[FIX PATCH v1] powerpc/pseries: Fix reference count leak during CPU unplug

Michael Bringmann mwb at linux.vnet.ibm.com
Thu Mar 23 03:17:44 AEDT 2017


I get the error when removing a CPU that has been hotplugged after boot.

On 03/14/2017 03:42 PM, Tyrel Datwyler wrote:
> On 03/13/2017 03:29 AM, Bharata B Rao wrote:
>> On Thu, Mar 09, 2017 at 01:34:00PM -0800, Tyrel Datwyler wrote:
>>> On 03/08/2017 08:37 PM, Bharata B Rao wrote:
>>>> The following warning is seen when a CPU is hot unplugged on a PowerKVM
>>>> guest:
>>>
>>> Is this the case with cpus present at boot?
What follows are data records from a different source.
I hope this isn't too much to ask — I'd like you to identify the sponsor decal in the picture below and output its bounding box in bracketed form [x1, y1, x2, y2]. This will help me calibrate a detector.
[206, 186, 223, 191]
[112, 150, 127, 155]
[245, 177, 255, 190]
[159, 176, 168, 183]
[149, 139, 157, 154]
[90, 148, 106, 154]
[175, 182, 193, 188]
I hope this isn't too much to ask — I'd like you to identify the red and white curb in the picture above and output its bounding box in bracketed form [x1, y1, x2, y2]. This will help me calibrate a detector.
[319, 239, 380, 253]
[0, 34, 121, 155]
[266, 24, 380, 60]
What about cpus hotplugged
>>> after boot?
>>
>> I have observed this for CPUs that are hotplugged.
> 
> If removing a cpu present at boot works, but removing one that has been
> hotplugged after boot reproduces the problem it is more likely the case
> that we failed to take a reference during hotplug or released a
> reference we shouldn't have. I'd have to go look at the hot add path.
> 
>>
>>>
>>> My suspicion is that the refcount was wrong to begin with. See my
>>> comments below. The use of the of_node_put() calls is correct as in each
>>> case we incremented the ref count earlier in the same function.
>>>
>>>>
>>>> refcount_t: underflow; use-after-free.
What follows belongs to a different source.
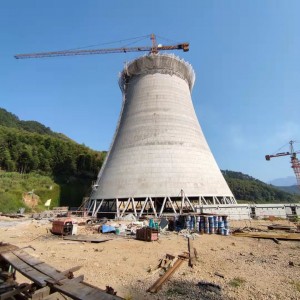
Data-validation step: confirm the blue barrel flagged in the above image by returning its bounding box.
[224,220,229,229]
[218,221,224,234]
>>>> ------------[ cut here ]------------
>>>> WARNING: CPU: 0 PID: 53 at lib/refcount.c:128 refcount_sub_and_test+0xd8/0xf0
>>>> Modules linked in:
>>>> CPU: 0 PID: 53 Comm: kworker/u510:1 Not tainted 4.11.0-rc1 #3
>>>> Workqueue: pseries hotplug workque pseries_hp_work_fn
>>>> task: c0000000fb475000 task.stack: c0000000fb81c000
>>>> NIP: c0000000006f0808 LR: c0000000006f0804 CTR: c0000000007b98c0
>>>> REGS: c0000000fb81f710 TRAP: 0700   Not tainted  (4.11.0-rc1)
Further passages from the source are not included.